如何在C ++中快速查找和子串字符串中的多字符项?

时间:2017-12-11 12:44:05

标签: c++ string substring

我对C ++很陌生,我正在努力解决以下问题:
我正在从iptables解析syslog消息。每条消息都如下: 11 15:20:36 SRC= DST= LEN=250
如果它是一个简单的程序,我会使用std::find来查找STR子字符串的索引,然后在循环中将每个下一个字符添加到数组中,直到遇到空格。然后我会对DSTLEN执行相同的操作 例如,

std::string x = "15:30:20 SRC= DST= LEN=255";
std::string substr;

std::cout << "Original string: \"" << x << "\"" << std::endl;

// Below "magic number" 4 means length of "SRC=" string 
// which is the same for "DST=" and "LEN="    

// For SRC
auto npos = x.find("SRC");
if (npos != std::string::npos) {
    substr = x.substr(npos + 4, x.find(" ", npos) - (npos+4));
    std::cout << "SRC: " << substr << std::endl;

// For DST
npos = x.find("DST");
if (npos != std::string::npos) {
    substr = x.substr(npos + 4, x.find(" ", npos) - (npos + 4));
    std::cout << "DST: " << substr << std::endl;

// For LEN
npos = x.find("LEN");
if (npos != std::string::npos) {
    substr = x.substr(npos + 4, x.find('\0', npos) - (npos + 4));
    std::cout << "LEN: " << substr << std::endl;

然而,在我的情况下,我需要非常快速地完成这项工作,理想情况是在一次迭代中 你能就此给我一些建议吗?

3 个答案:

答案 0 :(得分:1)

“快速,理想情况下在一次迭代中” - 实际上,程序的速度并不取决于源代码中可见的循环次数。特别是正则表达式是一种隐藏多个嵌套循环的好方法。

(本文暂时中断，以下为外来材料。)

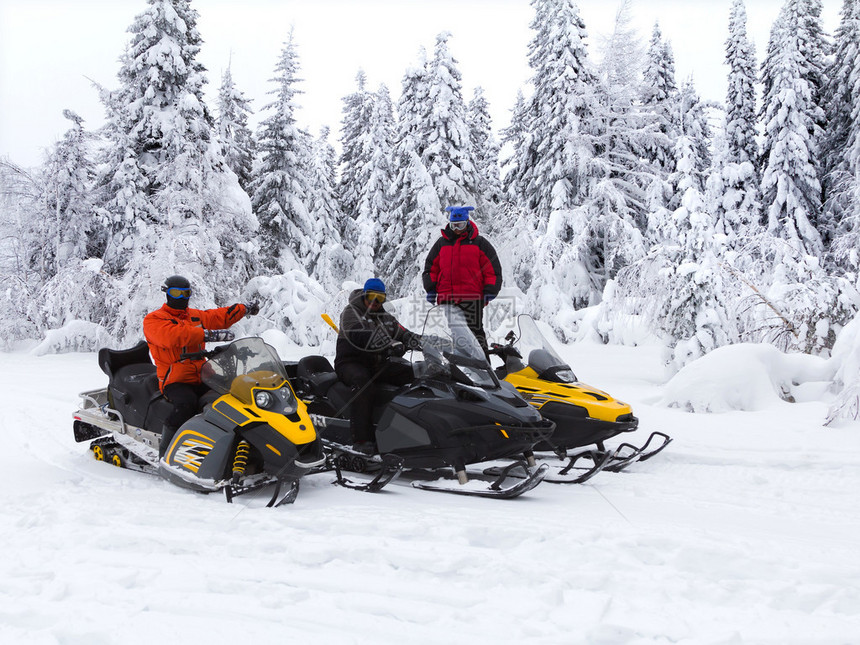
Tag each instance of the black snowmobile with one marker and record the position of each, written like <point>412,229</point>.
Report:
<point>255,434</point>
<point>583,415</point>
<point>456,413</point>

你的解决方案实际上非常好。在找到“SRC”之前不会浪费太多时间,并且不会搜索超过检索IP地址所需的时间。当然,当搜索“SRC”时,它在“Sep”的第一个“S”上有误报,但这可以通过下一次比较来解决。如果您确定第一次出现的“SRC”位于第20列中的某个位置,则可以通过跳过前20个字符来节省一点点速度。 (检查你的日志,我不知道)

答案 1 :(得分:1)


std::string x = "15:30:20 SRC= DST= LEN=255";

std::regex const r(R"(SRC=(\S+) DST=(\S+) LEN=(\S+))");
std::smatch matches;
if(regex_search(x, matches, r)) {
    std::cout << "SRC " << matches.str(1) << '\n';
    std::cout << "DST " << matches.str(2) << '\n';
    std::cout << "LEN " << matches.str(3) << '\n';


答案 2 :(得分:1)


// buf_ptr will be updated to point to the first character after the " SRC=x.x.x.x" sequence
unsigned long GetSRC(const char*& buf_ptr)
    // Don't search like this unless you have a trusted input format that's guaranteed to contain " SRC="!!!
    while (*buf_ptr != ' ' ||
        *(buf_ptr + 1) != 'S' ||
        *(buf_ptr + 2) != 'R' ||
        *(buf_ptr + 3) != 'C' ||
        *(buf_ptr + 4) != '=') 
    buf_ptr += 5;
    char* next;

    long part = std::strtol(buf_ptr, &next, 10);
    // part is now the first number of the IP. Depending on your requirements you may want to extract the string instead
    unsigned long result = (unsigned long)part << 24;

    // Don't use 'next + 1' like this unless you have a trusted input format!!!
    part = std::strtol(next + 1, &next, 10);
    // part is now the second number of the IP. Depending on your requirements ...
    result |= (unsigned long)part << 16;

    part = std::strtol(next + 1, &next, 10);
    // part is now the third number of the IP. Depending on your requirements ...
    result |= (unsigned long)part << 8;

    part = std::strtol(next + 1, &next, 10);
    // part is now the fourth number of the IP. Depending on your requirements ...
    result |= (unsigned long)part;

    // update the buf_ptr so searching for the next information ( DST=x.x.x.x) starts at the end of the currently parsed parts
    buf_ptr = next;
    return result;


const char* x_str = x.c_str();
unsigned long srcIP = GetSRC(x_str);
// now x_str will point to " DST= LEN=255" for further processing

std::cout << "SRC=" << (srcIP >> 24) << "." << ((srcIP >> 16) & 0xff) << "." << ((srcIP >> 8) & 0xff) << "." << (srcIP & 0xff) << std::endl;



当然,我认为你的std::cout << ...行只是用于开发测试,因为否则所有的微优化都会变得毫无用处。